Supervisor Mark Farrell, who has also enlisted the support of former Supervisor Eric Mar, is vowing it’s time to stop talking and take action in providing a citywide fiber optic internet service to every home and business in The City.
He has assembled a working group called “San Franciscans for Municipal Fiber” of some 60 individuals and nonprofits, ranging from youths to affordable housing providers, which launched Wednesday morning. Farrell is leading the group along with the more progressive former elected official Mar.
The aim is to not only collect data from these groups’ members but also build support for the initiative.
The City has already seen what happens when in-fighting can sink an internet deal. A decade ago, the Google-Earthlink proposal lacked broad support and fell apart.
In the opening of the meeting, Farrell provided his pitch for achieving the milestone and asked nonprofits to fill out surveys among their members and receive feedback within a three-month time frame. Next month, the nonprofits will convene in sub groups, such as senior services or affordable housing providers.
Those in attendance included officials with the Compass Family Services, the Boys and Girls Club, the Aquatic Park senior center, and the Tenderloin Neighborhood Development Corporation; and Eric Brooks of Our City and Brian Purchia, cofounder of CivicMakers.
The meetings will include guidance from the Department of Technology’s newly-hired consultant, Maryland-based CTC Technology and Energy. The consultant will issue a study by June on the best model for San Francisco to achieve a citywide fiber internet service. Models explored include a public and a public-private system.
Farrell helped secure funding for the contract with CTC Technology and Energy. If The City advances with a model, then the consultant would solicit proposals, which would take 11 months, concluding by May 2018.
“We do not want to move forward without including everybody that has been spending so much time already working on this topic in San Francisco,” Farrell said in his opening remarks.
He noted well-known statistics about the lack of internet access in the self-dubbed innovation capital of the world.
“That we still have over 100,000 San Franciscans without internet access in home to me is criminal,” he said.
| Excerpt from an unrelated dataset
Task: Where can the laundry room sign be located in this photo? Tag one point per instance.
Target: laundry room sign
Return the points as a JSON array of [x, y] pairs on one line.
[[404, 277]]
Other stats include that 40,000 use a slow dial-up connection and 14 percent of public school students lack internet access at home.
Mar stressed that the key to success was the broad support being forged. “This is the kind of coalition that can establish municipal fiber network in our city,” Mar said.
The survey provided to attendees to give to their members ask such questions as if they have internet access at home, what the speed is, how many computer devices are owned, why those who lack internet access don’t have it, whose is their current internet provider, and how much people would pay for the proposed internet speeds of at least one gigabit.
Farrell said he was confident in realizing the effort at last. “I don’t want to be here as a former supervisor talking about this five years from now as an idea,” Farrell said. “That would be a failure.”